问题
I need to receive and save huge amount of data using spring data over hibernate. Our server allocated not enough RAM for persisting all entities at the same time. We will definitely get OutOfMemory error.
So we need to save data by batches it's obvious. Also we need to use @Transactional to be sure that all data persisted or non was persisted in case of even single error.
So, the question: does spring data during @Transactional method keep storing entities in RAM or entities which were flushed are accessible to garbage collector?
So, what is the best approach to process huge mount of data with spring data? Maybe spring data isn't right approach to solve problems like that.
回答1:
Does spring data during @Transactional method keep storing entities in RAM or entities which were flushed are accessible to garbage collector?
The entities will keep storing in RAM (i.e in entityManager
) until the transaction commit/rollback or the entityManager is cleared.

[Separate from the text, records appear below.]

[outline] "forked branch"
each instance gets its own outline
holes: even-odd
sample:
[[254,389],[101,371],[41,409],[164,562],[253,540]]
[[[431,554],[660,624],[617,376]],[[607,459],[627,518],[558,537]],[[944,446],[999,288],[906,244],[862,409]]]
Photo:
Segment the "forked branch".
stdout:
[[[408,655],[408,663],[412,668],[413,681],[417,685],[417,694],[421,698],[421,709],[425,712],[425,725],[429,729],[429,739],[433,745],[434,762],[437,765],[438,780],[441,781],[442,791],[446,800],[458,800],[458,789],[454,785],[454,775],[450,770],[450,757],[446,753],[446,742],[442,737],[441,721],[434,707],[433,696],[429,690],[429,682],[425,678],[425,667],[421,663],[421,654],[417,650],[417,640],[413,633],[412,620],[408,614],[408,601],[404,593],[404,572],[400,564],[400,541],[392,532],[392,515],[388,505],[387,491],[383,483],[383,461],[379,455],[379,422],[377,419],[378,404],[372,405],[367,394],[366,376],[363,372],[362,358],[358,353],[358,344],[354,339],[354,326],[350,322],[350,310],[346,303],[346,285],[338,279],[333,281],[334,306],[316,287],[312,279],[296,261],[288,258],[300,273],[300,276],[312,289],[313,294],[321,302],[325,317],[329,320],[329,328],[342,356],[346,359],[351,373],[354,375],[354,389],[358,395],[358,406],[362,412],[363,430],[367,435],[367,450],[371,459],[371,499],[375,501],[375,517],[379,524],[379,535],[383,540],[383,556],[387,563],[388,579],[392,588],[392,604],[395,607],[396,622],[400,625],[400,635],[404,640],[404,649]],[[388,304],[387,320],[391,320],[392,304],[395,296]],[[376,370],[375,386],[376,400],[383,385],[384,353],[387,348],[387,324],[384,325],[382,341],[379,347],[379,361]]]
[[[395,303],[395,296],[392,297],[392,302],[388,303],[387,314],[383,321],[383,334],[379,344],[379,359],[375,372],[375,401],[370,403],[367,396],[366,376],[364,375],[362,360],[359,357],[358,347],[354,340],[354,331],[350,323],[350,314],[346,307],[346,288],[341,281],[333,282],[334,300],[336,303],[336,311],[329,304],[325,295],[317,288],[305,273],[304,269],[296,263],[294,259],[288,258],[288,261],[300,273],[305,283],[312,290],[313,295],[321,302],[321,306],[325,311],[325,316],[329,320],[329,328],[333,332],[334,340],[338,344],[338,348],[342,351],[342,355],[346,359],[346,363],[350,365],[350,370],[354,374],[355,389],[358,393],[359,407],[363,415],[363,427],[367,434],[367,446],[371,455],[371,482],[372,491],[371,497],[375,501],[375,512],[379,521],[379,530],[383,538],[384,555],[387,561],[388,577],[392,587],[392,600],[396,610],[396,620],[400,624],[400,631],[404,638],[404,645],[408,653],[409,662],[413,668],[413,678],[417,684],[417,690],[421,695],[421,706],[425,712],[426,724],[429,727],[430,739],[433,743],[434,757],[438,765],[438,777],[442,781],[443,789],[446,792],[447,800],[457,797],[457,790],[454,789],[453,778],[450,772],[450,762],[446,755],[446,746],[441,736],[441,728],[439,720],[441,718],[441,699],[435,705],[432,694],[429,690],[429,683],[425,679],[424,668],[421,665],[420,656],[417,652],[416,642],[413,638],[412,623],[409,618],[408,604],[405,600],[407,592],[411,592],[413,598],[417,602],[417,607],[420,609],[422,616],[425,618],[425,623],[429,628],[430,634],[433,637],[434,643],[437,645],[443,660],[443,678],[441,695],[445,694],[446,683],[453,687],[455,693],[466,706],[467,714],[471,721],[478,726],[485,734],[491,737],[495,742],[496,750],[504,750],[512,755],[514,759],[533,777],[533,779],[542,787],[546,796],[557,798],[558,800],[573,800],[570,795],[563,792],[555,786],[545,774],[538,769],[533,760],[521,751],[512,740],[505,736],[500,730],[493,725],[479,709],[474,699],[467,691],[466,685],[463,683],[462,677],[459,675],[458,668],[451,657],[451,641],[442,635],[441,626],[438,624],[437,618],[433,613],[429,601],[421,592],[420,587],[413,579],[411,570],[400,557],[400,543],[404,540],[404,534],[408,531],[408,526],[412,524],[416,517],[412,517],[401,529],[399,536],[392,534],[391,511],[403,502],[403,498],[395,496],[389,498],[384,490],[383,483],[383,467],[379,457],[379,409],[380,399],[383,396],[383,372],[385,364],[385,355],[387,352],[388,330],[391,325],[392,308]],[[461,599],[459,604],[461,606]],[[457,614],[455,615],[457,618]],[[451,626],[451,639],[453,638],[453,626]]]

That means the entities are only eligible for GC if the transaction commit/rollback or
entityManager.clear()
is called.
So, what is the best approach to process huge mount of data with spring data?
The general strategy to prevent OOM is to load and process the data batch by batch . At the end of each batch , you should flush and clear the entityManager
such that the entityManager
can release its managed entities for CG. The general code flow should be something like this:
@Component
public class BatchProcessor {
//Spring will ensure this entityManager is the same as the one that start transaction due to @Transactional
@PersistenceContext
private EntityManager em;
@Autowired
private FooRepository fooRepository;
@Transactional
public void startProcess(){
processBatch(1,100);
processBatch(101,200);
processBatch(201,300);
//blablabla
}
private void processBatch(int fromFooId , int toFooId){
List<Foo> foos = fooRepository.findFooIdBetween(fromFooId, toFooId);
for(Foo foo :foos){
//process a foo
}
/*****************************
The reason to flush is send the update SQL to DB .
Otherwise ,the update will lost if we clear the entity manager
afterward.
******************************/
em.flush();
em.clear();
}
}
Note that this practise is only for preventing OOM but not for achieving high performance. So if performance is not your concern , you can safely use this strategy.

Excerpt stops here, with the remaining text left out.